Experts and parents love to throw out the comment, "They are more interested in the box than the toy!". An easy thing to say without thinking about it. Absolutely, if the toy in the box doesn't immediately project fun, why play with it. Playing with the box gives them the freedom to explore new ideas and stories that is not dictated. It allows them to use there imagination, manipulating the cardboard into anything they want. Could it be that today's toys don't offer the opportunity to play using their imaginations?
Today most high volume toy sales are sold because they are attached to a popular license. There are some great properties out there. This is all good for the toy company and even better for the licensors'. Unfortunately, those great characters cost money to rent and often the toy suffers from play value because companies need to maintain their margins. To get there something has to give and most often its usually play features. That's unfortunate since most character toys often just emulate a scene from a video or film, leaving little for the child to make up their own stories. Without great features that enhance play, once and done, they are left to go back to the box!
I had the pleasure of working for Neil Friedman while at Fisher Price. A legend in the toy industry, Neil understood the value of fun in the product. Now President and CEO of Alex Brands, Neil was quoted in an article by the SouthJersey.com site (Feb 2016) saying, "Fun is really at the end of the day what's important. It doesn't matter how educational it is if the child doesn't want to play with it.". If it was said once it was said a thousand times while Neil was at Fisher Price, "Don't cost reduce the magic out of the toy!". Could it be that today's toys are losing to digital devices because they lack the ability to engage with the child? Are they but a shadow of the great toys of the past because they have little to encourage great play?

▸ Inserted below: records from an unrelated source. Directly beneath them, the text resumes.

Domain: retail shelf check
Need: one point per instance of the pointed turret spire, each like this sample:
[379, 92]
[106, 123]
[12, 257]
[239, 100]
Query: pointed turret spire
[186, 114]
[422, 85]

I don't want to give a blanket statement saying all toys are lacking fun. There are some, however I do think there needs to be a better understanding that licenses alone only take play so far and to have a child come back to a toy it needs layers of play. If the concept is designed right, with or without licenses, the product can be as engaging as a video. It just needs to be thought out ahead of time in the design stage. While at Fisher Price we were pitching an Imaginext product line to Pixar to gain license rights to a new film. I was paid a valued compliment by John Lasseter, COO Pixar and Walt Disney Animation Studios. John in my opinion is a master storyteller and toy guru. He told me that I got story and toys. he said the design of the product allowed for many different entries into the story and allowed the child to make up their own, even if different than the original. We worked hard not to take the magic out of the products. Not an easy job, but one we insisted on as we designed. Keeping cost in line and play value is an art.
A lot of what I have talked about has to do with what expectations of a toys are. If it is just a momentary prop in the daily life of a child or truly a learning, memory making experience; the product should be worth the same values of a screen based experience. There is a need for a next generation products that are inspired and even work along side digital content. the new world of toys has a great opportunity to bring back what is important to manipulative physical play. With or without license, great toy product still has a significant role in the lives of young children. We need to ensure we get all the parts right without sacrificing the magic.